Après la Walker aux Jorasses en 2h04, la Cassin au Badile en 52 minutes…
Au Tre Cime, le rocher est loin d’être parfait, et c’est sans doute le souci principal d’un grimpeur en solo. Rappelons que le plus dur solo intégral aux Tre Cime (et l’un des plus beaux solos « récents » dans les Alpes avec ceux de Hansjörg Auer, Ueli Steck… et Dani Arnold) est sans conteste l’œuvre de Alex Huber, qui fêtait ses 40 ans en 2008 dans la directissime Brandler-Hasse, une voie beaucoup plus difficile et peu faite en libre, en plein milieu de la face, et sans doute l’un des plus grands exploits jamais réalisés au Tre Cime (avec le solo de Comici lui-même) et même dans les Dolomites (avec la voie du Poisson par H. Auer, ou les enchaînements de folie de Marco Anghilieri). Quant à la Cima Grande par la voie Comici, elle a été gravie en solo par Christophe Hainz en 48 minutes en 2014 (et auteur d’un solo du Fitz Roy en 9h), mais jusqu’à la vire circulaire qui marque la fin des difficultés. Dans un post facebook, Hainz rappelle simplement que de cet endroit il faut selon lui 6 à 10 minutes pour gagner le point culminant, ce qui porterait son temps total de la base au sommet de 54 à 58 minutes : un temps impressionnant que Arnold a réussi à réduire significativement.

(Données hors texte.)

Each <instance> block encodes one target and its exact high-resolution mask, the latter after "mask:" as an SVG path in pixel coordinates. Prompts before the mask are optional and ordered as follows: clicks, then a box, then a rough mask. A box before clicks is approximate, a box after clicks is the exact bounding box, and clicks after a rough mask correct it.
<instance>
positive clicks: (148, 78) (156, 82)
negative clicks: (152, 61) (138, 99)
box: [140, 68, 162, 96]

Dani Arnold, point blanc au milieu de l’immensité calcaire. © Mammut/Dani Arnold
Dans la Comici justement, Dani Arnold a dépassé deux cordées et a aussi dû faire avec des passages-clés en libre (6b+) passablement patinés. Surtout, fidèle à une éthique sans concession dont il use lors de ses solos retentissants (et comme Huber dans la Brandler-Hasse), Dani Arnold s’est engagé dans la voie sans baudrier ni mousqueton : avec une paire de chaussons et un sac à magnésie pour tout viatique. Autrement dit, il s’agit de sortir ces 550 mètres de calcaire, puisque personne ne s’imagine en désescalader tout ou partie… Un solo réalisé le 5 septembre, et minutieusement préparé, puisque Dani Arnold, soutenu par Mammut, a été filmé et photographié dans la voie. Puisqu’il faut analyser les chiffres pour comprendre, faisons-le. 46 minutes et 30 secondes pour 550 mètres d’escalade : cela fait du 8 minutes et 20 secondes environ pour cent mètres d’escalade en moyenne… Soit quatre minutes et quelques par longueur. En l’occurrence, il y a de quoi avoir les mains moites.